5 Questions: Stemcell Technologies founder and CEO Allen Eaves looks back on 30 years in biotech

Eaves remortgaged his home and took a government loan to start his own business in 1993.

Credit: STEMCELL Technologies

Eaves remortgaged his home and took a government loan to start his own business in 1993

1. You founded Stemcell Technologies back in 1993. Can you tell me a little bit about that origin story? 

The research in the Terry Fox Lab [which Eaves started with his wife in the early 1980s] was to support understanding leukemia, which is a major disease that we’re trying to treat with the bone marrow transplant program. We had developed some really good [technology] for growing blood-forming stem cells [which supports leukemia research] and people were asking for it, so we started selling that. And then in 1992, the BC Cancer Foundation board thought we should set up a company and grow it bigger, and so I did.  

I bought the business from BC Cancer Foundation for $600,000—this was back in ‘93, that was quite a lot of money—I mortgaged my house, which I bought for $90,000 but which then was worth half a million because of the cost of housing going up in Vancouver. I also got a loan for half a million from the federal government (which we paid back), and that launched us in 1993.  

2. Did you always know that you wanted to support cancer research?  

Yeah. My friend’s mother died of breast cancer at an early age and I thought that’s really unfair. So I said, I’m going to devote my life to cancer, and I did that. I got a medical degree from Dalhousie University in Halifax and I did my PhD [in medical biophysics] at the University of Toronto. 

I had started this fairly small company in ‘93, and I’ve been here for the last 30 years, building it into Canada’s largest biotech.  

3. The company is doing well with year-over-year growth averaging 20 percent. What do you think has driven this success? 

We have a great culture of being able to relate to our customers [who are scientists], and just be very helpful. Our tagline is ‘scientists helping scientists.’ And we live by that. Internally, we’re ‘colleagues helping colleagues.’ So it’s a very collaborative, friendly atmosphere that I have created here. And the reason for that, in my opinion, is that we don’t have any investors. See, investors just want to make money. And that’s not my goal. My goal is to make really good products that support cancer and other researchers to do their jobs better. And also to hire all these smart, young Canadians that love science.  

4. Is that also connected to your decision to reinvest profits into the company?  

Oh, yeah. I pay myself modestly and that’s not my goal, to make money personally. [The goal] is to put all the money back into the company and grow it to be huge.  
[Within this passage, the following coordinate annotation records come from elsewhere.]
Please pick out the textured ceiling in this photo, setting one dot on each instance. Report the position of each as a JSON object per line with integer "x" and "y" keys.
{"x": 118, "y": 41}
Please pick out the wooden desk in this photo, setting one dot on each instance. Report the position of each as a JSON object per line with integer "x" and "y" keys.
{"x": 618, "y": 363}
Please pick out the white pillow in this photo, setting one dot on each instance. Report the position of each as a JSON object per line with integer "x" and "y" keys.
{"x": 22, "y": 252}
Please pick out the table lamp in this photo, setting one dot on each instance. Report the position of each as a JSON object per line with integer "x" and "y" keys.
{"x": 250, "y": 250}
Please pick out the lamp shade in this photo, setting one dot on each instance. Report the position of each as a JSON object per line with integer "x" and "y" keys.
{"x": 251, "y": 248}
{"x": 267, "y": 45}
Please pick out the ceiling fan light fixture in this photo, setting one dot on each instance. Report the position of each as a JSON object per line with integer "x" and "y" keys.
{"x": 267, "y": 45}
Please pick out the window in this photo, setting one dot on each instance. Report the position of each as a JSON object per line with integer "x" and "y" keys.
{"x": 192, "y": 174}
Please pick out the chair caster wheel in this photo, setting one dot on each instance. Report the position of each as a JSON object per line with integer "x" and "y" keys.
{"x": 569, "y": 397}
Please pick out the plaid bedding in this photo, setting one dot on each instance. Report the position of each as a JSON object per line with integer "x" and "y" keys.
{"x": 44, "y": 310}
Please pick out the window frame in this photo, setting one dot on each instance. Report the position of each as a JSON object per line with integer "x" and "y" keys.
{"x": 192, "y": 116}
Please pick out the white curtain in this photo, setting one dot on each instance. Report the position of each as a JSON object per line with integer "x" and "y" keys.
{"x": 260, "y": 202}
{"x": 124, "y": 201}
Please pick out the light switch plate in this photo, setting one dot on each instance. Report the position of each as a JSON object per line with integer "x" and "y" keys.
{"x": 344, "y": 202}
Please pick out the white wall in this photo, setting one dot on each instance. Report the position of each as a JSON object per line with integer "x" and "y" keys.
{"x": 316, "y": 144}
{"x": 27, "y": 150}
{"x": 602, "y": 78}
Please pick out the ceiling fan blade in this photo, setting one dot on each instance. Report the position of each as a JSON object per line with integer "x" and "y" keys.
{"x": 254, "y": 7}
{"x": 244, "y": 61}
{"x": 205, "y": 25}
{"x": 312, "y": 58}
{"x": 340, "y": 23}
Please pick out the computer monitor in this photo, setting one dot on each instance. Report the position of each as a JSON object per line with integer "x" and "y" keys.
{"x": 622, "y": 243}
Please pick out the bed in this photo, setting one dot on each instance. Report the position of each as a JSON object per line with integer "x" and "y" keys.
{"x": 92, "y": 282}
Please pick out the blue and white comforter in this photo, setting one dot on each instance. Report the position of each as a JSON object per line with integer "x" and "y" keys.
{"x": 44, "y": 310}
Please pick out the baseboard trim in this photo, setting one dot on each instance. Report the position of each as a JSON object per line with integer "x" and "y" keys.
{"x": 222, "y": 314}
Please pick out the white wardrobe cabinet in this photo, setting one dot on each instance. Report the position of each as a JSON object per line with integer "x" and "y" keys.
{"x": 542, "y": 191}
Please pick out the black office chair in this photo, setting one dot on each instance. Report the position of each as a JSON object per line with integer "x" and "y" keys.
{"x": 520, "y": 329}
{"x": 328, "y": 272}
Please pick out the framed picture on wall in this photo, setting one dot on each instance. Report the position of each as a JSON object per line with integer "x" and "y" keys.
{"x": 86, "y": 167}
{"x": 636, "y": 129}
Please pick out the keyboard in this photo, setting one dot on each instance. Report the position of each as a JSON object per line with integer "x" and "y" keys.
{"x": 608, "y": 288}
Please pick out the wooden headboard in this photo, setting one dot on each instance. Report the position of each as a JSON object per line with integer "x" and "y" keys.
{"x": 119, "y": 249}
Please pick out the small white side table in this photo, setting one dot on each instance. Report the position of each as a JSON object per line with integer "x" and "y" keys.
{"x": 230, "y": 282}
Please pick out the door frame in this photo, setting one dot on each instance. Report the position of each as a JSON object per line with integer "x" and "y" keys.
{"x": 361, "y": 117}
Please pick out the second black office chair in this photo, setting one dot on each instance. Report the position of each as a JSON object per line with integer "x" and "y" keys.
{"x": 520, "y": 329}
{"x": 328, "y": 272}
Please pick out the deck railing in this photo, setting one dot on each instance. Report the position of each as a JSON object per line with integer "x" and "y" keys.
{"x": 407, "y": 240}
5. Do you have anything special planned for the 30th anniversary? 

We have made a $300,000 donation to the Terry Fox lab to celebrate our 30th anniversary, and they’re very appreciative of that. Of course, that’s where we started and giving back is what we’re able to do.  

British Columbia is poised to become a major biotech centre. And my understanding is that there’s actually more biotech companies in British Columbia than anywhere else in Canada. And I think this is going to continue. We have some very interesting companies: Stemcell’s the largest, we’ve got Acuitas, which has made the packaging for the Pfizer vaccine for COVID. And we need to celebrate these things, right? We want to celebrate our local successes and other companies that are doing well, like Zymeworks and so on.  

We’re going to become, I think, the centre of biopharmaceuticals development in Canada and we should be proud of that. And I think it’s important to celebrate that and make people more aware of it.  

Last year we spent $76 million locally on B.C. companies supplying us and hired 700 people. And we have 650 internal training courses for our staff—we spend $3 million a year on just internal training. We have 118 patents—we’re all about patenting our discoveries.  

Only 3 percent of our sales are in Canada; 97 percent are outside of Canada. We’re bringing in those export dollars. And over the last 30 years, we’ve contributed $5.5 billion to the Canadian GDP. So, we’re pretty proud of what we’re doing. 

This conversation has been edited for clarity and length.